I think the same goes for buying cars. And, no, I’m not choosing sides on the debate over whether a vehicle is a commodity or not. I’m just saying I can’t understand how you can make such a personal purchase without taking it for a spin and kicking the tires.

I know there are customers who will visit a dealership to test drive a vehicle before shopping for the best price online. We just have to figure out how to keep them in the dealership.

In a previous life, I worked for a trade publication covering car audio retailers. Their heyday was the 1980s and ’90s. Unfortunately, that mom-and-pop-driven industry has been ravaged by the Internet, but its slide really started when big-box chains like Best Buy began moving in.

Not only could Best Buy and the now-defunct Circuit City use their size and buying power to discount product, they could also offer installation for free, which was unheard of in an industry where installation prowess was how stores differentiated themselves from the competition.

I remember predicting in an article in my former publication that the pendulum would swing the other way and that consumers would once again demand service and expertise over discount pricing and free installation. The mom-and-pop shop would live again, I wrote.

Unfortunately, there are other issues that industry is struggling with that may prevent my prediction from being realized. I did feel partially vindicated, however, when Best Buy announced last month that it will close 50 of its 1,400 big box stores and will open 100 smaller, less costly Best Buy Mobile stores. Heck, read this quote form Best Buy CEO Brian Dunn: “We intend to invest these cost savings into offering new and improved customer experiences and competitive prices, which will drive revenue.”

I remember watching a YouTube video posted by sales guru Grant Cardone this past December. He and a cameraman walked into a Sears store to buy a lawnmower the same day the retail chain announced it was closing 120 stores. Cardone wanted to see how long it would take for a salesperson to help him. It took 20 minutes.

“Where are the managers at, where’s the help at, where’s the service at? … This is the American problem, not a Sears problem,” Cardone said into the camera.

Maybe Guitar Center, Best Buy and Cardone are onto something. Maybe customer service is the answer to the Internet. As for me, I’m sticking with my prediction from 10 years ago: customers will seek out those businesses that can deliver a mom-and-pop experience — just as long as they can find those retailers online.

Comments

  1. 1. Tom Wilson [ May 22, 2012 @ 04:42PM ]

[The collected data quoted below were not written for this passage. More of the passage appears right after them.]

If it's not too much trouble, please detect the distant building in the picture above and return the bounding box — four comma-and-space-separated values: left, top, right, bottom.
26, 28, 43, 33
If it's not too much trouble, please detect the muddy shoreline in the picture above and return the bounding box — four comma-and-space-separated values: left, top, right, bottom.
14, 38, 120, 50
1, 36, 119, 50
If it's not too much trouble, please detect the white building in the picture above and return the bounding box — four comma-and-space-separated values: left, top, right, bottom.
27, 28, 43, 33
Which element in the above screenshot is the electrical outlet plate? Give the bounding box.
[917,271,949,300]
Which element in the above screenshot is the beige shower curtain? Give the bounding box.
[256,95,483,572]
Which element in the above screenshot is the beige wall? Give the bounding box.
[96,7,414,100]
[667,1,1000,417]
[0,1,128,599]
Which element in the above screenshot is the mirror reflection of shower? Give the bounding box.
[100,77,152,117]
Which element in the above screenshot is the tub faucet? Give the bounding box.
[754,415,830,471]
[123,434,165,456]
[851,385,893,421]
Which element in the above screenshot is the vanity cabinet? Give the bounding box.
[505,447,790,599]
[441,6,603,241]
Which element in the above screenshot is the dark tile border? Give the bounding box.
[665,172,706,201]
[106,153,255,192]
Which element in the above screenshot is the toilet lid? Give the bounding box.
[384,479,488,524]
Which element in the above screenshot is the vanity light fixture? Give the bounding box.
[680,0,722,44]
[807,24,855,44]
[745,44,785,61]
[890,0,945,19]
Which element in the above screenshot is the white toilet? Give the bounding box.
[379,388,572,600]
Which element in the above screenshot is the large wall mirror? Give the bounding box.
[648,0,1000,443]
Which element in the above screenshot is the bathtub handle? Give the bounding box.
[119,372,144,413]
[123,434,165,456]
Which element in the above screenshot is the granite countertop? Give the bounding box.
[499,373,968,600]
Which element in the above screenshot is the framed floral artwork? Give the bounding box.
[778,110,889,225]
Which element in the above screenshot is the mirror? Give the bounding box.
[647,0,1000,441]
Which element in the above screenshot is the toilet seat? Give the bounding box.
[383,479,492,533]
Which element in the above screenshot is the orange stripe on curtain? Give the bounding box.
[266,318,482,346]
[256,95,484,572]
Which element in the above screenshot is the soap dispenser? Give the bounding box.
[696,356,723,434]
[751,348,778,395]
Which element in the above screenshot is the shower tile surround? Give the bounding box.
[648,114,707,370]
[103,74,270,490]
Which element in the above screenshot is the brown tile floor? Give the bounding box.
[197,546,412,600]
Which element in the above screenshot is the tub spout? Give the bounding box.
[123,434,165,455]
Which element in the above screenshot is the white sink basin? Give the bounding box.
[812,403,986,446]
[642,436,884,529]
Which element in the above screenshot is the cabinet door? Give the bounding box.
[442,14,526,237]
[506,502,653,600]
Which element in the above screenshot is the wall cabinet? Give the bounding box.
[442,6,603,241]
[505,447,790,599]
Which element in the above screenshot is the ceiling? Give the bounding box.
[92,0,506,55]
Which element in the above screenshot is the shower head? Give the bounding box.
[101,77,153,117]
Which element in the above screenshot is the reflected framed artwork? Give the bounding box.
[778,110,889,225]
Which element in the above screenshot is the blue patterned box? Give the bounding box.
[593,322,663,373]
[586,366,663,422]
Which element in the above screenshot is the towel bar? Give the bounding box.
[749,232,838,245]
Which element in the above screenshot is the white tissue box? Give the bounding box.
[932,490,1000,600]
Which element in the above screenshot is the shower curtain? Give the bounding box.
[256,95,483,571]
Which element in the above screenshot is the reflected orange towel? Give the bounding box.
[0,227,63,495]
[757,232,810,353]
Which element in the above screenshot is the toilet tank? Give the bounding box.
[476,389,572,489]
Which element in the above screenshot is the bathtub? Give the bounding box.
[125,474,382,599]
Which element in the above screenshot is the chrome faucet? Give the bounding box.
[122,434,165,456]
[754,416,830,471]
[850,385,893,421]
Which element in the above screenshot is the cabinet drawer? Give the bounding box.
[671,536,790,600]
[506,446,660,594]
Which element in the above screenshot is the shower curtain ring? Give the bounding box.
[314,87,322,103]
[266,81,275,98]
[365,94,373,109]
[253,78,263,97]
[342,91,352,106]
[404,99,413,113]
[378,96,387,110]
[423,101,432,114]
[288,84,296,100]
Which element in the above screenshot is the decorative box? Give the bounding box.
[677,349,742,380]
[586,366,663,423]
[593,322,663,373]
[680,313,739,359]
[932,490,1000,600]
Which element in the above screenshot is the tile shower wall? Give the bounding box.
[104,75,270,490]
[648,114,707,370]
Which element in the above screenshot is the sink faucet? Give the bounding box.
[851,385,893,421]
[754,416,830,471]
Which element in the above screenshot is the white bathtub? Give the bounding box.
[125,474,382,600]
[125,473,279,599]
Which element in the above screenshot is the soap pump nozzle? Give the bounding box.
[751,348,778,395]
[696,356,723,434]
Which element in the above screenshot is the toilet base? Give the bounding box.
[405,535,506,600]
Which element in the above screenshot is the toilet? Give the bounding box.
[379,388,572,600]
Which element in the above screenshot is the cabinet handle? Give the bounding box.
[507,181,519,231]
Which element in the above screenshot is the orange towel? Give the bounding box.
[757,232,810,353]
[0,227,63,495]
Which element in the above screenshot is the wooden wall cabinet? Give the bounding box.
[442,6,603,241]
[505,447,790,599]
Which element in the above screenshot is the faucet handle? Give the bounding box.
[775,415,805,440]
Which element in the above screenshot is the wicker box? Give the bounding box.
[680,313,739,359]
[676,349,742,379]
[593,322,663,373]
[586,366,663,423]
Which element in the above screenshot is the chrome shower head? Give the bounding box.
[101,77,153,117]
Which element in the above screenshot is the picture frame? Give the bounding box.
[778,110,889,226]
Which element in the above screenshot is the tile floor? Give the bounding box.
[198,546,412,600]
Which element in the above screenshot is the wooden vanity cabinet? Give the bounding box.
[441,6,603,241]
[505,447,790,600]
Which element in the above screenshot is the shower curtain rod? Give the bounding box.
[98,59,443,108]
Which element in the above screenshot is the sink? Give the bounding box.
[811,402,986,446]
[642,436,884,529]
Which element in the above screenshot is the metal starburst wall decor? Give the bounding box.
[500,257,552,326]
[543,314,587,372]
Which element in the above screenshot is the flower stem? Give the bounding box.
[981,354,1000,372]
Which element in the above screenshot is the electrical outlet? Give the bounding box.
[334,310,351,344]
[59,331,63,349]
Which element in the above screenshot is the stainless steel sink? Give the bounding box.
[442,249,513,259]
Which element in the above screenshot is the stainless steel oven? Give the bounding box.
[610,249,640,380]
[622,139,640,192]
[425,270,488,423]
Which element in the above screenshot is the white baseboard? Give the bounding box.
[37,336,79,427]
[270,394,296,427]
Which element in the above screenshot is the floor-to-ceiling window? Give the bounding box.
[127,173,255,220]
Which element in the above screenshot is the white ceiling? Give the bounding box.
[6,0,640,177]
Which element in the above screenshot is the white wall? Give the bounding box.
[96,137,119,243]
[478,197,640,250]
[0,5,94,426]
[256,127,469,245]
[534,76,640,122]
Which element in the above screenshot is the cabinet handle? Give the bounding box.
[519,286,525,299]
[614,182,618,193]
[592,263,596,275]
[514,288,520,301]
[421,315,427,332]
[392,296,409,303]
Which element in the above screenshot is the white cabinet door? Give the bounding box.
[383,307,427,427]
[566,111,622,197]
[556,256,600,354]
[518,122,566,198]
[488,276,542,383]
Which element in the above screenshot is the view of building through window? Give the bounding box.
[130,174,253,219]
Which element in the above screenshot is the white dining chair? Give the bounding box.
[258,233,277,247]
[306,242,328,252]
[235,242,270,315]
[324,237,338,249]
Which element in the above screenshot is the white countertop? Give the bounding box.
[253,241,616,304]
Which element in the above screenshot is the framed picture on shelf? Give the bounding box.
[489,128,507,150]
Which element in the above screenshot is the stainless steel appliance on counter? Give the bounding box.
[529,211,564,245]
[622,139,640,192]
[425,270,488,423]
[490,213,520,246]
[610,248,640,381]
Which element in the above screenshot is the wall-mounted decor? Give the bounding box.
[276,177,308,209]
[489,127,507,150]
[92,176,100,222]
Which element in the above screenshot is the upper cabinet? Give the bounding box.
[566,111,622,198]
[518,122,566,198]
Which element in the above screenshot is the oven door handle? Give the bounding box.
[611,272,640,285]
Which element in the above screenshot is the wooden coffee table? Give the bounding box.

    Your analogy about Guitar Center is spot on. I've made the pilgrimage to Guitar Center to touch, feel and play the exact model that I'd seen on the internet. It wasn't to my liking. What I really enjoyed was having someone come over, listen to what I wanted, or expected, and then showed me the models that would fit my needs best. Then they plugged them in one by one and let me "demo" the selected models. Did they make a sale? You bet they did.

    The car business needs to be reminded that the smiling faces in the showrooms aren't just "ups" and we need to start infusing our rooftops with a little more service on a personal level. Get to know your customers, find out what their needs are, show them the appropriate models to fit those needs and take them for a demo. They'll remember the "mom & pop" service you provided long after the sale.

  2. 2. Mickey Mixon [ July 10, 2013 @ 08:10PM ]

    Online retailers make the items as attractive as possible for customers, give as much description as possible and give people a reason to keep buying.